How to calculate Square Roots and Cubic Roots

The functions sqrt and sometimes even cbrt are commonly available, but it is nice to see how they can be calculated.

There are several approaches, but the most popular ones are Newton’s method and an algorithmic formulation of how roots are taken manually, for those old enough to still have learned it in school. Earlier measurements that I did many years ago showed that the Newton approximation is slower, but it would be worth to do newer measurements.

So we have an equation y = x^2 or y=x^3 and want to find x or a well defined approximation of x when we know y. Mathematically speaking we want to assume that y is constant and we want to find an x for which f(x)=x^2-y=0 or g(x)=x^3-y=0. If we guess such an x and then draw the tangent at the curve of the function at the point (x, f(x)) or (x, g(x)), then the intersection point of the tangent can be used as the next approximation. This method converges in the case of these two functions (and some others) and is reasonably fast. Now the tangent has the linear equation

    \[\frac{y-y_0}{x-x_0}=f'(x_0)\]

where y_0=f(x_0) and f'(x)=\frac{df(x)}{dx} is the derivative of f(x). We want to solve this equation for y=0 and thus we get

    \[x-x_0 = -\frac{f(x_0)}{f'(x_0)}\]

and thus

    \[x=x_0-\frac{f(x_0)}{f'(x_0)}\]

As an iteration rule

    \[\bigwedge_{i=0}^\infty x_{i+1}=x_i-\frac{f(x_i)}{f'(x_i)}\]

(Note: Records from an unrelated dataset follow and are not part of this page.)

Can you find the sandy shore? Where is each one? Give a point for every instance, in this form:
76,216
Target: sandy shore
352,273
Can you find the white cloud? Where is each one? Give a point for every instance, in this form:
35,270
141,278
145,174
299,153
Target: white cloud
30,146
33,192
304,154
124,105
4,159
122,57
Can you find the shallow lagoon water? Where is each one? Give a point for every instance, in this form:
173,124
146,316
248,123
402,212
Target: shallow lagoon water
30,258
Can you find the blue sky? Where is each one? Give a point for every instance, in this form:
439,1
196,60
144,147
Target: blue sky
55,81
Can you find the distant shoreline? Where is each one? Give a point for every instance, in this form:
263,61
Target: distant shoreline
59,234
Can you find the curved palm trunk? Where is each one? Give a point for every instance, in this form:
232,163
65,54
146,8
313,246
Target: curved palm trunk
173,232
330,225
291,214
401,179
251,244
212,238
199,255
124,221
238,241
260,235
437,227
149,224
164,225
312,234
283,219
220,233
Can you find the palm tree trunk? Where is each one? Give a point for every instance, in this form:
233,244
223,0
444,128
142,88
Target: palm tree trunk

In case of the sqare root we can just start with an estimation by shifting half the length to the right, but avoiding zero, which is important because of the division. Then we get for an appropriate n

    \[x_0 = 2^{-n}y\]

    \[x_{i+1}=x_i-\frac{x_i^2-y}{2x_i}=\frac{x_i+y/x_i}{2}\]

The last form is quite intuitive, even without calculus. As I said this converges usefully fast and there is tons of math around to describe the behavior, speed, precision and convergence of the calculations performed in this algorithm. Written in Ruby just for integers, this is quite simple. Convergence is simply discovered by the fact that the result does not change any more, which may fail in some cases, where intermediate results oscillate between two values, but just for the purpose of benchmarking it seems to be sufficient:

def sqrt_newton(x)
  if (x == 0) then
    return 0
  end
  y0 = x
  u0 = x
  while (u0 > 0) do
    y0 >>= 1
    u0 >>= 2
  end
  y0 = [1, y0].max
  yi = y0
  yi_minus_1 = -1
  loop do
    yi_plus_1 = (yi + x/yi) >> 1;
    if (yi_minus_1 == yi_plus_1) then
      return [yi, yi_minus_1].min
    elsif (yi == yi_plus_1) then
      return yi
    end
    yi_minus_1 = yi
    yi = yi_plus_1
  end
end

The newton algorithm tends to oscillate between two approximations, so this termination criteria takes into account y_{i-1}, y_i and y_{i+1} and uses the lower of the two oscillating values. This results in calculating the largest integer y such that y^2\le x and (y+1)^2 > x.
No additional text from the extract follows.